Наконец она пускается вплавь. Плавает она куда медленнее Венсана, неловко держит голову слишком высоко над водой; Венсан уже трижды одолел пятнадцать метров бассейна, когда она подплывает к ступенькам, чтобы выйти из воды. Он торопится за ней. Они уже стоят на краю бассейна, когда сверху, из холла, до них доносятся голоса.
Возбужденный близостью невидимых незнакомцев, Венсан кричит:
— Я войду в тебя с тыла. Я хочу быть содомитом! — и с ухмылкой фавна набрасывается на нее.
Как могло случиться, что во время их задушевной прогулки он не осмелился шепнуть ей наималейшую скабрезность, а теперь во всеуслышание изрыгает столь гнусные откровения?

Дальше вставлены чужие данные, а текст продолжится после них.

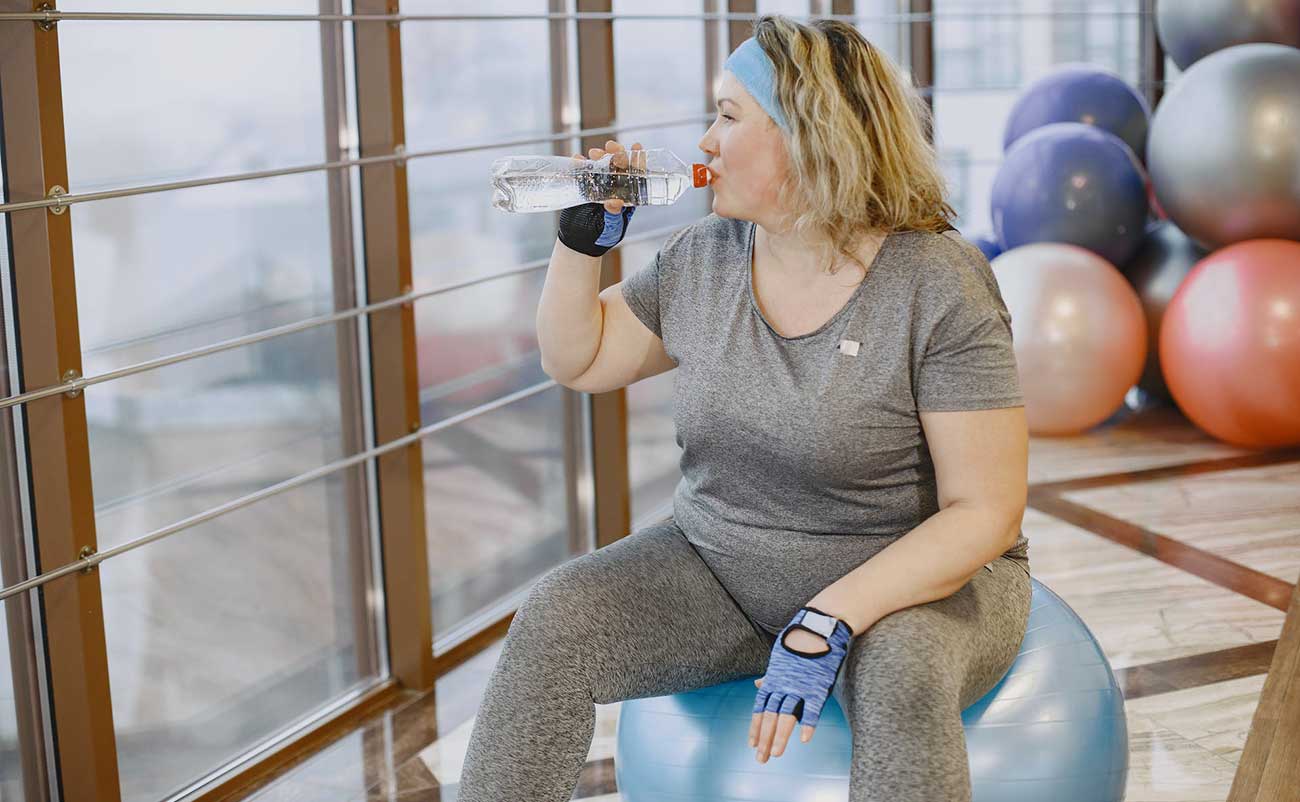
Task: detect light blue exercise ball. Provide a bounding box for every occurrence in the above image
[616,578,1128,802]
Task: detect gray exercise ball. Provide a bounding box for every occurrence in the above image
[1156,0,1300,70]
[1121,221,1207,401]
[1146,43,1300,250]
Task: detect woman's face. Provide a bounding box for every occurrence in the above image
[697,71,792,227]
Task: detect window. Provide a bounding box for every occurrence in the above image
[402,1,579,643]
[55,2,382,798]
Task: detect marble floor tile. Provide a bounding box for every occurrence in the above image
[363,757,440,801]
[1063,462,1300,585]
[243,778,362,802]
[435,639,504,737]
[414,717,470,790]
[1027,406,1249,484]
[1022,508,1287,669]
[415,700,621,788]
[1125,710,1239,802]
[1126,674,1268,767]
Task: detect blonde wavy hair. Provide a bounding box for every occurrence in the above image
[753,14,957,275]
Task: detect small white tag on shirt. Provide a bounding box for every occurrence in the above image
[838,339,860,356]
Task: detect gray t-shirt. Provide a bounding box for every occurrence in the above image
[621,213,1029,633]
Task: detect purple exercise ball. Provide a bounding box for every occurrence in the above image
[1003,63,1151,162]
[991,122,1149,268]
[966,232,1002,262]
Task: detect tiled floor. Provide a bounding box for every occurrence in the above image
[236,405,1299,802]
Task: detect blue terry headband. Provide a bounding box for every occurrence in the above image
[723,37,791,135]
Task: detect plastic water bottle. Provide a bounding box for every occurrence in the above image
[490,148,711,213]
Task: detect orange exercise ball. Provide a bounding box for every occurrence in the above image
[1160,239,1300,448]
[991,243,1147,436]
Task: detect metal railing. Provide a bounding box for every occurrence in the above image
[0,113,715,214]
[0,216,689,412]
[0,9,1151,24]
[0,378,556,601]
[0,216,689,601]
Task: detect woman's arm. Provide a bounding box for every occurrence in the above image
[805,405,1028,636]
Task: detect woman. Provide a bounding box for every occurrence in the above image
[459,14,1031,802]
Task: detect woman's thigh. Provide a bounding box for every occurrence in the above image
[509,517,774,704]
[832,555,1032,717]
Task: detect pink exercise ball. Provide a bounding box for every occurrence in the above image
[1160,239,1300,448]
[991,244,1147,436]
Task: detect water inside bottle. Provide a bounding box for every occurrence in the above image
[492,168,689,213]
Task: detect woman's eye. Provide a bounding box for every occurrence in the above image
[719,114,734,122]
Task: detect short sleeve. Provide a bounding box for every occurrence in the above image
[620,249,663,339]
[619,221,699,344]
[912,244,1024,412]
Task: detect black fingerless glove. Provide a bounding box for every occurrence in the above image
[558,203,636,257]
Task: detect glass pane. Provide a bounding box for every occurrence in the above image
[59,0,326,194]
[99,469,373,802]
[401,1,553,153]
[53,7,382,800]
[613,1,707,528]
[932,0,1144,232]
[69,171,338,379]
[848,1,910,70]
[740,3,911,94]
[402,4,580,642]
[401,7,557,294]
[423,386,572,642]
[0,464,35,799]
[78,201,378,800]
[412,264,551,424]
[614,0,707,127]
[622,234,682,530]
[614,3,712,231]
[0,177,40,802]
[86,325,357,550]
[758,0,809,16]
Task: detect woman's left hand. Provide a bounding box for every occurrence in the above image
[749,607,854,763]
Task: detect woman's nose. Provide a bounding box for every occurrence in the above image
[698,125,717,156]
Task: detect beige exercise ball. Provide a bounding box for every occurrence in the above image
[991,243,1147,436]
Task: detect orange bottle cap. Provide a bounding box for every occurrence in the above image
[692,164,712,188]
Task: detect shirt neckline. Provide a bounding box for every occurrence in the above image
[746,221,894,342]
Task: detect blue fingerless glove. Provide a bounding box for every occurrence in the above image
[754,606,855,729]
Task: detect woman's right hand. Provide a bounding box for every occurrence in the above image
[557,139,645,258]
[575,140,646,214]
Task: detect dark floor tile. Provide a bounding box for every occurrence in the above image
[1116,640,1278,700]
[365,756,441,801]
[573,757,617,799]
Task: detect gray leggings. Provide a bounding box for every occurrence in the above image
[457,517,1032,802]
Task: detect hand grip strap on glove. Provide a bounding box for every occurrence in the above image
[558,203,636,257]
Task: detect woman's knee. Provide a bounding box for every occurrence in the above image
[509,554,606,649]
[506,533,662,661]
[840,611,966,716]
[512,551,603,626]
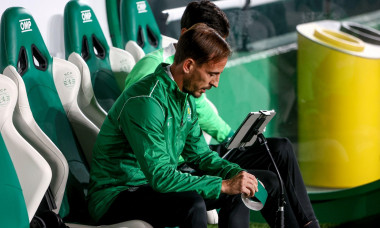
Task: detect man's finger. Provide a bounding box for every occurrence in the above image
[244,185,256,198]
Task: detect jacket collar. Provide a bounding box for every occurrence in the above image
[155,63,188,101]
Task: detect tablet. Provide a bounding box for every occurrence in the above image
[225,110,276,150]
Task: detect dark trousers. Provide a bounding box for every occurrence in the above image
[99,137,316,228]
[221,137,317,228]
[98,183,252,228]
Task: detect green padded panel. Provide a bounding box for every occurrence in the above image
[0,133,29,227]
[120,0,162,54]
[106,0,123,49]
[64,0,120,112]
[0,7,90,220]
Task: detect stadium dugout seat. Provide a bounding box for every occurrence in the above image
[0,21,69,211]
[64,0,136,112]
[0,75,51,224]
[106,0,176,56]
[0,6,152,228]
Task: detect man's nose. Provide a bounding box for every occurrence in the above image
[210,76,220,88]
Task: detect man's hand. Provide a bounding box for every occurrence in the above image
[221,171,258,197]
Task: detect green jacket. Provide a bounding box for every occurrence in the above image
[125,43,234,143]
[88,64,244,221]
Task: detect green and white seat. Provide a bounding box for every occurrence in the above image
[64,0,136,112]
[0,9,69,207]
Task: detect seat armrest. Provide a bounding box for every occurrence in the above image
[3,66,68,212]
[68,53,107,129]
[0,75,52,221]
[52,57,100,166]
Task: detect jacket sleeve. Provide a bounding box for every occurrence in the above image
[195,94,234,143]
[124,56,161,89]
[182,116,244,180]
[119,97,225,199]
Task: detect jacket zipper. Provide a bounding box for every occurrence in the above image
[180,94,188,127]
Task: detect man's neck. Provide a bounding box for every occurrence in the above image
[170,64,184,92]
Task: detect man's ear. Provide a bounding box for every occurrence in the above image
[180,28,188,35]
[183,58,195,74]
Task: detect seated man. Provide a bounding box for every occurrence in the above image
[125,0,233,145]
[124,1,319,227]
[88,23,262,228]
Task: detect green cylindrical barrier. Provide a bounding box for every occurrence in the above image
[297,21,380,188]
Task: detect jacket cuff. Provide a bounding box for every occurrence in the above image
[222,130,235,143]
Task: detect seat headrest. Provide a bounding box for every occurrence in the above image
[64,0,110,62]
[0,7,52,77]
[120,0,162,54]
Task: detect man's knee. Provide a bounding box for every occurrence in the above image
[259,171,281,199]
[180,192,207,227]
[268,137,296,163]
[182,192,207,217]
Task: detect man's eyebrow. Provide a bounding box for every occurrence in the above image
[208,70,222,74]
[208,70,223,74]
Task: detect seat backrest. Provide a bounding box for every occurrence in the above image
[67,52,106,129]
[106,0,123,49]
[64,0,135,112]
[0,7,91,221]
[0,75,51,222]
[106,0,146,61]
[119,0,162,54]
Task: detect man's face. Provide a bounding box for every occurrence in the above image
[183,57,228,98]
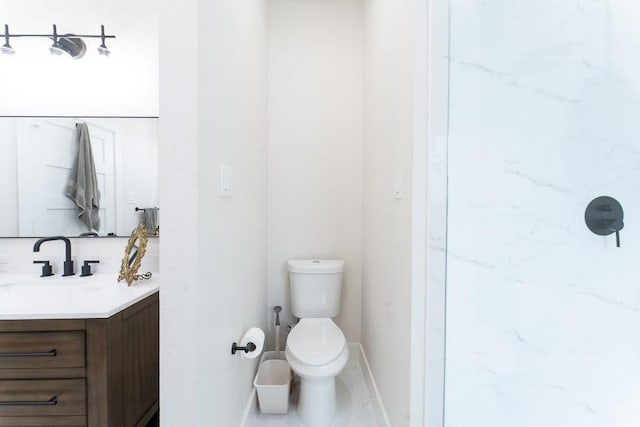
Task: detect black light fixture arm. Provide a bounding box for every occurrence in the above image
[3,24,116,40]
[3,24,10,45]
[2,24,115,58]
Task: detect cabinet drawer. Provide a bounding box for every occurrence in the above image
[0,378,86,418]
[0,332,85,372]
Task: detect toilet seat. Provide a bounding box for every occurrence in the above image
[286,318,346,367]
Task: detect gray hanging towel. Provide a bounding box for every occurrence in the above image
[142,207,159,235]
[65,123,101,231]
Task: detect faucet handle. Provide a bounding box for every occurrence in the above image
[33,260,54,277]
[62,259,75,277]
[80,260,100,277]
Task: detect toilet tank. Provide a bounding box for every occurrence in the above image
[288,259,344,318]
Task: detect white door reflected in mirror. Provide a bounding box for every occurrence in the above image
[0,116,159,237]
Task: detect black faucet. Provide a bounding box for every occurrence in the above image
[33,236,74,276]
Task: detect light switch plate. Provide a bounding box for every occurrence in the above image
[220,164,233,198]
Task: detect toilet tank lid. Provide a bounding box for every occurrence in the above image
[287,259,344,274]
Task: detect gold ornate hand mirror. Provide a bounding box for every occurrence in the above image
[118,224,152,286]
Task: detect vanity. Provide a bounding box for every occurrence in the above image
[0,275,159,427]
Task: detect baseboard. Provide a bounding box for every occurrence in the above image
[358,343,392,427]
[239,387,257,427]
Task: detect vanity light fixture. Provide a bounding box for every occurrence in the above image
[1,24,115,59]
[49,25,86,59]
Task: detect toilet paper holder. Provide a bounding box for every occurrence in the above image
[232,326,264,358]
[231,342,257,355]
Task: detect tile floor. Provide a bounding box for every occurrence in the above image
[249,353,379,426]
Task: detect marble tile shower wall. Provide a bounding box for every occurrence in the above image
[445,1,640,426]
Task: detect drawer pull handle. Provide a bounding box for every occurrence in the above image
[0,396,58,406]
[0,349,57,358]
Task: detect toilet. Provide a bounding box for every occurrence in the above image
[285,259,348,427]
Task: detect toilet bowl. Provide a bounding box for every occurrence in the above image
[286,318,348,427]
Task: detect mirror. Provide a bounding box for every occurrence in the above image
[118,224,152,286]
[0,116,158,238]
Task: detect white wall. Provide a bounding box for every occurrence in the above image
[0,0,158,116]
[196,0,268,425]
[158,0,200,423]
[267,0,363,348]
[362,0,416,424]
[159,0,268,425]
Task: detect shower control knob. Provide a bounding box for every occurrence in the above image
[585,196,624,247]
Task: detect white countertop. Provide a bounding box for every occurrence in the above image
[0,273,159,320]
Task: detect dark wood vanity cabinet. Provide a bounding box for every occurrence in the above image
[0,292,159,427]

Именно потому, что он незаметно для себя самого миновал зону интимности. Слово, произнесенное в узком, замкнутом пространстве, имеет совсем иной смысл, чем то же слово, прозвучавшее в амфитеатре. Это уже не то слово, за которое он был полностью ответствен и которое было обращено только к его подружке; теперь это слово хотят услышать другие, толпящиеся вокруг и пялящие на них глаза. По правде говоря, амфитеатр пуст, но даже если это и так, воображаемая или мнимая, потенциальная или виртуальная публика никуда не девалась, она здесь, с ними.
Можно задаться вопросом, из кого же она состоит; я не думаю, что Венсан воображает ее состоящей из людей, виденных им на конференции; окружающая его теперь публика многочисленна, настырна, требовательна, шумна, любопытна, но в то же время совершенно неопределима, со стертыми чертами лица; но значит ли это, что публика, которую он воображает, это та самая публика, о которой грезят плясуны? Публика невидимок? Та самая, опираясь на которую Понтевен строит свои теории? Весь мир целиком? Безликая бесконечность? Чистая абстракция? Не совсем: ведь в этой анонимной толпе сквозят конкретные лица, Понтевен и его дружки; они оживленно следят за происходящим на сцене, не спускают глаз с Венсана и Юлии; тем же самым заняты окружающие их незнакомые люди. Это для них изрыгает Венсан свои похабства, это их одобрение, их восхищение стремится заслужить.
— Я не дамся тебе с тылу, — кричит Юлия, которая знать не знает о Понтевене, а произносит эту фразу единственно для тех, кто, не будучи здесь, тем не менее присутствует в этом амфитеатре. Жаждет ли она их восхищения? Разумеется, но лишь для того, чтобы угодить Венсану. Она хочет, чтоб ей рукоплескала неведомая и незримая публика, она хочет быть любимой человеком, которого она избрала на сегодняшнюю ночь, и — кто знает? — многими другими. Она носится вокруг бассейна, и ее груди весело болтаются направо и налево.